Zimbabwe policies challenge US

Op2Dingizulu Mahlathini
JOSEPH Eugene Stiglitz’s book, The Price of      Inequality, first published in 2012 is a must-read for any progressive Zimbabwean as it demystifies America as a land of opportunity. The book retraces how America’s economy has since 2000 widened the gap between the rich and poor.

It makes it clear without fear or favour how America’s policies have contributed to the current shutdown of the superpower’s economy.
Stiglitz was Chief Economist at the World Bank until January 2000 and is currently the University Professor of the Columbia Business School.

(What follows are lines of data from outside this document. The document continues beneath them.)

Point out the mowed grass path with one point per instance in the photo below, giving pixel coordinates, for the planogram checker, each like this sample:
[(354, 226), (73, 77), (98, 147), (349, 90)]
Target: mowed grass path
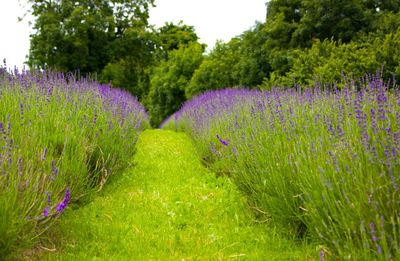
[(168, 206)]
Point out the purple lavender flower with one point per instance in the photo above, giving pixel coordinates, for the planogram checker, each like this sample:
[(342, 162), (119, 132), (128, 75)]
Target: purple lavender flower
[(44, 154), (45, 212), (224, 142), (62, 205), (54, 170)]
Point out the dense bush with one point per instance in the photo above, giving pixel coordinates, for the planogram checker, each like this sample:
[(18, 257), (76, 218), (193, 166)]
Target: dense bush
[(61, 138), (326, 62), (322, 162), (170, 79)]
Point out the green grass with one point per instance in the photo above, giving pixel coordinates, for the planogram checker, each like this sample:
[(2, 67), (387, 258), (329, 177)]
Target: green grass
[(60, 140), (168, 206)]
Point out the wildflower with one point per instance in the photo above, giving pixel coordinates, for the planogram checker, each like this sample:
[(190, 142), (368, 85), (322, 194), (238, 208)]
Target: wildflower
[(45, 212), (44, 154), (54, 170), (62, 205), (224, 142)]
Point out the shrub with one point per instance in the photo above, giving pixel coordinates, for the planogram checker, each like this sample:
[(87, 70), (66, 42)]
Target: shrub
[(322, 162), (60, 139)]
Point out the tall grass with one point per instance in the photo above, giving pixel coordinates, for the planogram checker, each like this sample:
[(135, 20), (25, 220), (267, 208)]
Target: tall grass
[(61, 138), (324, 162)]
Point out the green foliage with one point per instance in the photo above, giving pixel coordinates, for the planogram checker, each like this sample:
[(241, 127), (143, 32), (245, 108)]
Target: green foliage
[(323, 163), (88, 36), (217, 71), (169, 207), (172, 36), (326, 62), (170, 79), (57, 135)]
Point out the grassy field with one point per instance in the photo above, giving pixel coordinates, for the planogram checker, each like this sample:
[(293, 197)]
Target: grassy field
[(168, 206), (323, 161)]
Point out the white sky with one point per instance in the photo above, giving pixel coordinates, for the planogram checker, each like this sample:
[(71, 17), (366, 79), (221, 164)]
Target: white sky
[(212, 19)]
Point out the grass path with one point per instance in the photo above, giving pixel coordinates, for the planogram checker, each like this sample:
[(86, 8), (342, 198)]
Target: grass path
[(168, 207)]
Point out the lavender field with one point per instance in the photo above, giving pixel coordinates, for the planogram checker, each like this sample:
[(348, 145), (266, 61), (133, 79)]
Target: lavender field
[(322, 161), (61, 139)]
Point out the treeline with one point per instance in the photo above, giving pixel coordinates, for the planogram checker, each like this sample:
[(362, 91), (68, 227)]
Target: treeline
[(301, 42)]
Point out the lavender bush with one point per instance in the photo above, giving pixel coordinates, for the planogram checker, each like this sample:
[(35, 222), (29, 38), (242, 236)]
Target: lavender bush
[(323, 161), (60, 138)]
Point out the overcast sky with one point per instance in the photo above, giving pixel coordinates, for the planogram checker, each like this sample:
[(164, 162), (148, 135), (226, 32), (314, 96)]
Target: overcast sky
[(213, 20)]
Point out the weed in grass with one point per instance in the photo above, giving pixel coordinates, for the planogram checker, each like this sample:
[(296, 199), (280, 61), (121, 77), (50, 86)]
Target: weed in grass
[(60, 139), (324, 162), (169, 207)]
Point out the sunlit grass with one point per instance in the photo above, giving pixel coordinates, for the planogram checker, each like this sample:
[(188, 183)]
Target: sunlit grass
[(169, 207), (324, 162), (60, 140)]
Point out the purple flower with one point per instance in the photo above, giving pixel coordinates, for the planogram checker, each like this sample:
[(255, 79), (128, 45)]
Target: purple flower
[(44, 154), (62, 205), (224, 142), (54, 170), (46, 211)]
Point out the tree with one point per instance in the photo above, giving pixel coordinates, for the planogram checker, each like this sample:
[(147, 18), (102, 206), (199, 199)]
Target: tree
[(81, 35), (218, 70), (170, 79), (172, 36)]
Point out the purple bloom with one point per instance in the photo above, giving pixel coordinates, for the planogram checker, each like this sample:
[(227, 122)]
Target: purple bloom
[(44, 154), (46, 211), (62, 205), (224, 142), (54, 170)]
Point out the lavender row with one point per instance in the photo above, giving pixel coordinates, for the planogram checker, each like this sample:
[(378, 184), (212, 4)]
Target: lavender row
[(323, 160)]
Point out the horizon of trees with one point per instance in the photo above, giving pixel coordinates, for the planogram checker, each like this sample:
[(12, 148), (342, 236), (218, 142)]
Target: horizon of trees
[(301, 42)]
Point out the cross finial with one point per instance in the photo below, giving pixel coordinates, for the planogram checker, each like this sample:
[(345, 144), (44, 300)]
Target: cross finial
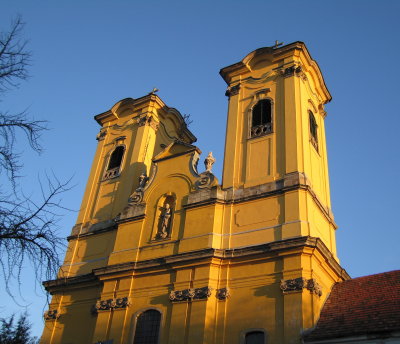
[(154, 90)]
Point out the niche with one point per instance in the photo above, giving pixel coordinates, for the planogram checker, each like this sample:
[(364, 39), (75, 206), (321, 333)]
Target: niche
[(164, 217)]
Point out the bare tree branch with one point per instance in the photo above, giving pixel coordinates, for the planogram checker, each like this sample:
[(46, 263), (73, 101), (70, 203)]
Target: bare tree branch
[(14, 57), (28, 224)]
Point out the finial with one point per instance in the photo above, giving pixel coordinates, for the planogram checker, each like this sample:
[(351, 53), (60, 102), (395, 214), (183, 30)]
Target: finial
[(277, 44), (154, 90), (209, 161)]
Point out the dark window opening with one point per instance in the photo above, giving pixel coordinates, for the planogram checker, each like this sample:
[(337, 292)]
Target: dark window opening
[(255, 337), (147, 327), (261, 121), (116, 158), (313, 130), (114, 163)]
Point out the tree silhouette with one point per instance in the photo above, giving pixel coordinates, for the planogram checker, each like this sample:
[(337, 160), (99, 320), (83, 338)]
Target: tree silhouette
[(28, 228)]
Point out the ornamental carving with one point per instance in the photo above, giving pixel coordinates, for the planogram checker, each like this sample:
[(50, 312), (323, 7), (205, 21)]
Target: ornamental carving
[(294, 70), (164, 227), (222, 294), (190, 294), (206, 180), (314, 287), (101, 135), (51, 314), (232, 90), (147, 120), (298, 284), (209, 161), (137, 195), (110, 304)]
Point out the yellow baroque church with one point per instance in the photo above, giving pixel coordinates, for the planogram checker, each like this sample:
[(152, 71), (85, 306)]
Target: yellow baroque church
[(163, 252)]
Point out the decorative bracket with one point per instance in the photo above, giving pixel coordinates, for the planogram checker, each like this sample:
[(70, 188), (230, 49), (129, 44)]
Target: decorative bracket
[(298, 284), (222, 294)]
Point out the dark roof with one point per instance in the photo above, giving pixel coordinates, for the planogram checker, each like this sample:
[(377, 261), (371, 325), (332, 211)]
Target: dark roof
[(364, 305)]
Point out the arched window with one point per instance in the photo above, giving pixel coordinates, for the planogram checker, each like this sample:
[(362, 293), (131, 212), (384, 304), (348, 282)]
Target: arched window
[(147, 327), (255, 337), (114, 164), (313, 130), (261, 119)]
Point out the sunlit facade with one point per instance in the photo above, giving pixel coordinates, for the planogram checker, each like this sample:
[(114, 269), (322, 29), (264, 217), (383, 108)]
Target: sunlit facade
[(164, 252)]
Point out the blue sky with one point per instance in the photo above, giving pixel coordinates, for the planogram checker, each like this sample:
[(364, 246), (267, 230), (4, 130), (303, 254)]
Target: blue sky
[(87, 55)]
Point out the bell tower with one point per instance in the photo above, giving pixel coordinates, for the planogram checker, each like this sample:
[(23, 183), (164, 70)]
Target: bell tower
[(275, 137)]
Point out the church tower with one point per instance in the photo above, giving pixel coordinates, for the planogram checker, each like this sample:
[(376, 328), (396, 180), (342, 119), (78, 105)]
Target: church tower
[(162, 253), (275, 143)]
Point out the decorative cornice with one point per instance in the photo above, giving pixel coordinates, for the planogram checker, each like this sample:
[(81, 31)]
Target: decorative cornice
[(190, 294), (222, 294), (290, 182), (51, 314), (298, 284), (111, 304), (201, 257), (232, 90)]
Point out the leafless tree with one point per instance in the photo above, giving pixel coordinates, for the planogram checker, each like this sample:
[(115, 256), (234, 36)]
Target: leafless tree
[(28, 223)]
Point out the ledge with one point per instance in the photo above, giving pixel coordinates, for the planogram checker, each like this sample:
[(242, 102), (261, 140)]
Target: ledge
[(203, 256)]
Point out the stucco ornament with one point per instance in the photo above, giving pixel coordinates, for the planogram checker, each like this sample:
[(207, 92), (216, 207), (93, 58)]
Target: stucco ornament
[(164, 222), (206, 178), (209, 161), (298, 284), (190, 294), (223, 293), (51, 314), (110, 304), (137, 195)]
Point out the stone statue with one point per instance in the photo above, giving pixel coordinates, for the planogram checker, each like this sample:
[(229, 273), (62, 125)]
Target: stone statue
[(142, 180), (165, 219), (209, 161)]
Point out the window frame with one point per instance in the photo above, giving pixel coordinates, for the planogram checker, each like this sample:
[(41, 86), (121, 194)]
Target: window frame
[(313, 139), (250, 117), (116, 171), (135, 318), (249, 330)]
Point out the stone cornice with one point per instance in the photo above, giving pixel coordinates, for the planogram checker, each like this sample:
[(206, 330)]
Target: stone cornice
[(201, 257), (290, 182)]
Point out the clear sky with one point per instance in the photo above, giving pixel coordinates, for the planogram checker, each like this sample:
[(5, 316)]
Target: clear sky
[(87, 55)]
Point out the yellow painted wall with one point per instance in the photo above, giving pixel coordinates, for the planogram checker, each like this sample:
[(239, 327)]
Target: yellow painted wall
[(269, 221)]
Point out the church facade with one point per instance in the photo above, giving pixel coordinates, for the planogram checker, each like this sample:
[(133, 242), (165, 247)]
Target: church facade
[(163, 252)]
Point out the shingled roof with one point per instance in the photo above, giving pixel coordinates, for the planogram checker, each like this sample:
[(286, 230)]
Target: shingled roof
[(360, 306)]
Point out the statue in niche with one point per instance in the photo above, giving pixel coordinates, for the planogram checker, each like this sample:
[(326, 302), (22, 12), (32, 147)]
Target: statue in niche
[(142, 181), (164, 222), (208, 162)]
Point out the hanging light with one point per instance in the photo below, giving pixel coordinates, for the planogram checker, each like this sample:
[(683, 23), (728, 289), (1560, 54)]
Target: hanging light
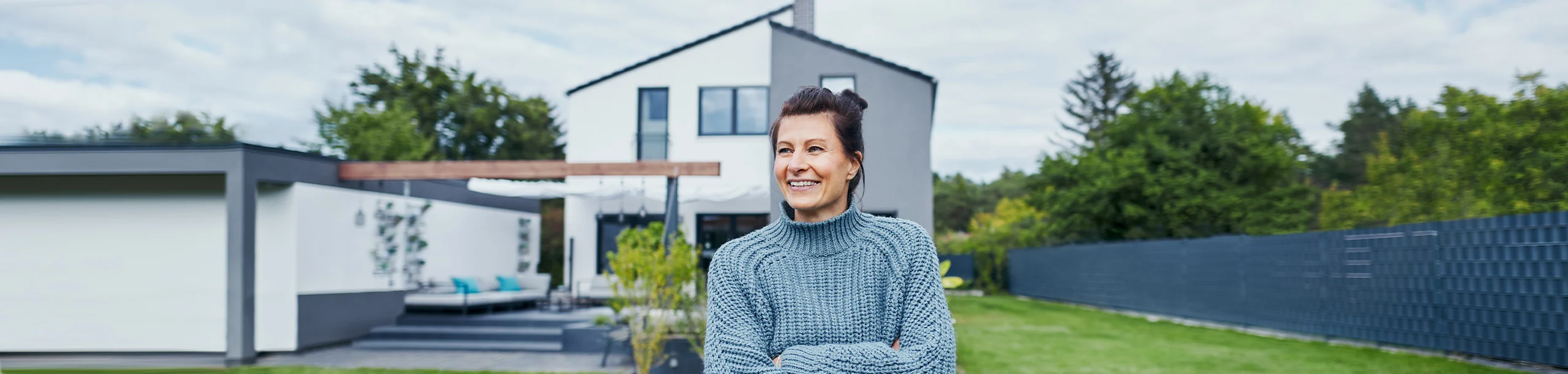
[(360, 217)]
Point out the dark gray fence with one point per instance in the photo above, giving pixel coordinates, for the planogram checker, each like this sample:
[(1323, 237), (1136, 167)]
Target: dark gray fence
[(1487, 286), (962, 266)]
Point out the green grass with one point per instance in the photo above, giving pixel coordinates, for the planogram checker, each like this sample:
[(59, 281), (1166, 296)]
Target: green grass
[(255, 370), (1012, 335)]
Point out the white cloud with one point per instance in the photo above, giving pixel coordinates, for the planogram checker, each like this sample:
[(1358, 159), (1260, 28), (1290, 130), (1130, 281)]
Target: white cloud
[(1001, 65)]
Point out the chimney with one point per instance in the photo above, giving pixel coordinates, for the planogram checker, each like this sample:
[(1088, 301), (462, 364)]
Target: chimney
[(805, 16)]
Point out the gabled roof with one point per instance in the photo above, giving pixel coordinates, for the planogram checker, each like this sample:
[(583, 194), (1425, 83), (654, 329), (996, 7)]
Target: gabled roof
[(682, 48), (810, 37)]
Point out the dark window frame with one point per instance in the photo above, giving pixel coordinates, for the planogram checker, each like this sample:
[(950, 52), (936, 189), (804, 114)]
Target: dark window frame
[(734, 112), (841, 76), (640, 90), (729, 221)]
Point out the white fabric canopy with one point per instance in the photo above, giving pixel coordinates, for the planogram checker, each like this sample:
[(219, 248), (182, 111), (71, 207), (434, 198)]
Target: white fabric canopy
[(617, 189)]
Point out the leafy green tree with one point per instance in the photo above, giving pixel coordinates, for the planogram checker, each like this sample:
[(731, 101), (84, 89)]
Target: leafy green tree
[(1014, 224), (959, 199), (954, 200), (1186, 161), (366, 134), (183, 128), (1470, 156), (1096, 98), (458, 115)]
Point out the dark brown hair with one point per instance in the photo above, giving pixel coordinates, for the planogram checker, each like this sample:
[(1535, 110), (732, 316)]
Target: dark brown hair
[(846, 109)]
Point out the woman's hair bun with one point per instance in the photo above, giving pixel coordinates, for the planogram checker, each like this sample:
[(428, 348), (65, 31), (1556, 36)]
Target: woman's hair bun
[(855, 98)]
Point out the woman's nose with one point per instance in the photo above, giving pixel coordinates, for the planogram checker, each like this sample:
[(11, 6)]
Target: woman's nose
[(797, 164)]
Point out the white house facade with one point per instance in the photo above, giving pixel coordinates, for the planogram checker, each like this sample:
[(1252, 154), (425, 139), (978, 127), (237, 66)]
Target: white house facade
[(712, 101)]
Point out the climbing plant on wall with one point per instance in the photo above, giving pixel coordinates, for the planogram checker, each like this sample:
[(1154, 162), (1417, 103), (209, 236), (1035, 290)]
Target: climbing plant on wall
[(524, 230), (386, 247), (391, 225), (415, 241)]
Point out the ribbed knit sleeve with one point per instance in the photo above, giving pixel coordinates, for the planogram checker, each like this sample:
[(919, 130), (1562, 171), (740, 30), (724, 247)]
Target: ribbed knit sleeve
[(925, 343), (736, 340)]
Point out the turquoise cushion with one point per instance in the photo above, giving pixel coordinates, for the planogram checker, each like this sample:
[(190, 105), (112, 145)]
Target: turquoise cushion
[(508, 283), (466, 285)]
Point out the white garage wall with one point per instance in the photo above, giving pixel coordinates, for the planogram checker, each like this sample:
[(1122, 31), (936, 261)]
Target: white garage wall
[(334, 255), (276, 296), (112, 263), (138, 263)]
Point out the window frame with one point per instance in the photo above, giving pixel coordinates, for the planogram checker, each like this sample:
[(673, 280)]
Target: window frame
[(729, 222), (857, 87), (639, 137), (734, 112)]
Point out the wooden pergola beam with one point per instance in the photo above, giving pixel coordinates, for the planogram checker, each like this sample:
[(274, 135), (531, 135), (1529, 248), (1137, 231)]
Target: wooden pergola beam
[(516, 170)]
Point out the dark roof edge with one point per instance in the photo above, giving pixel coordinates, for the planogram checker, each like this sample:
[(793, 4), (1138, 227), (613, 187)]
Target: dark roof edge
[(810, 37), (682, 48)]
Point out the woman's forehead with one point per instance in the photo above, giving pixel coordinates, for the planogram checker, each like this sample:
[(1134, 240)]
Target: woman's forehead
[(807, 128)]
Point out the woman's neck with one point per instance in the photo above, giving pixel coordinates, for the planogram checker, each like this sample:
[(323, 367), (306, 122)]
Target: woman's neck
[(833, 210)]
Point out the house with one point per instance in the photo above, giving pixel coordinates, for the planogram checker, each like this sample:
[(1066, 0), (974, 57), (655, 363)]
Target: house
[(714, 99), (223, 250)]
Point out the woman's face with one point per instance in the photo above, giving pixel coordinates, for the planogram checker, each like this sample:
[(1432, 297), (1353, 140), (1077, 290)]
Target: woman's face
[(811, 167)]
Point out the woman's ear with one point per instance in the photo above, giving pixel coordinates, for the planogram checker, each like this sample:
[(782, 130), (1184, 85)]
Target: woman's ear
[(857, 161)]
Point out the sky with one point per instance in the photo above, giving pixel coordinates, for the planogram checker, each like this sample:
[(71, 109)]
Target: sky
[(265, 65)]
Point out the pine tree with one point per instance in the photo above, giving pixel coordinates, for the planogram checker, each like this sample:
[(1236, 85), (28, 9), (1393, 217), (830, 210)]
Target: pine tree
[(1096, 98)]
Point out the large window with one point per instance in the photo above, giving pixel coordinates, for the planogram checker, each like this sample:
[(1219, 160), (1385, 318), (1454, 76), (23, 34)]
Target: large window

This comes into direct contrast to Zimbabwe’s policies, which since 2000, have been geared towards integrating the poor into the mainstream of the economy thereby creating a wider base for wealth creation, in the process avoiding a complete shutdown of the economy which the west, America included, had anticipated for us by the year 2008.

How a country without sanctions like America will come to a shutdown, yet one that it has slapped with illegal sanctions is still going strong is amazing in as much as it breaks new ground for research by world economists.

Zimbabwe’s policies are epitomised by the land reform programme of 2000 and the on-going indigenisation and economic empowerment programme.

Interestingly, Zimbabwe’s policies of uplifting the living standards of the generality of its people coincided with America’s tide of the growing inequality gap which started in 2000, the same year the land reform roared into life in earnest. Whereas on the eve of the land reform, Zimbabwe boasted of at least 4 500 white farmers, the land reform programme saw at least  300 000 landless people acquire land.

To this effect the American Stiglitz postulates that, “… for the past thirty years, we have become increasingly growing fastest, but the bottom has actually been declining … (But then, as we’ve seen, beginning around 2000, inequality grew at an even more rapid pace.)”
Stiglitz’s argument presents the American economy as a fulfilment of the ancient Greek historian Thucydides who said, “Right, as the world goes, is only in question between equals in power, while the strong do what they can and the weak suffer what they must.”

More astonishingly for Zimbabweans many of whom view America as the land of opportunity, Stiglitz reveals that, “. . . large numbers of Americans go to bed at least once a month hungry, not because they are on diet but because they can’t afford food.”

More so America’s Economic Mobility Project and research from the Economic Policy Institute makes stunning revelations to the effect that:

● Poor kids who succeed academically are less likely to graduate from college than richer kids who do worse in school.
● Even if they graduate from college, the children of the poor are still worse off than low achieving children of the rich.
Stiglitz goes to sum up what he terms as stark and uncomfortable facts about the US economy as  follows:
● Recent US income growth primarily occurs at the top one percent of the income distribution
● As a result there is growing inequality.
● And those at the bottom and in the middle are actually worse off  today than they were at the beginning of the century.
● Inequalities in wealth are  even greater than inequalities in income.
● Inequalities are apparent not  just in income but in a variety of other variables that reflect standards of living such as insecurity and  health.
● Life is particularly harsh at the bottom — and the recession made it much worse.
● There has been a hollowing out of the middle class.
● There is little income mobility — the notion of America as a land of opportunity is a myth.
● And America has more inequality than any other advanced industrialised country; it does less to correct these inequities, and inequality is growing more than in many other countries.

Surely, if America’s policies have been this flawed, how then can the same country be taken seriously in so far as directing policies to other nations is concerned. Why the MDC-T thought it was going to get into power by creating jobs, which its masters were failing to, is another serious revelation on why the people should stick to Zanu-PF the people’s revolutionary party.

Indeed this is a must read book for people who constitute Zimbabwe’s future as in a way it soothes one with sobriety in as much as it invokes the spirit of nationalism.

● Dingizulu Mahlathini Moyo is a Bulawayo-based political and social commentator.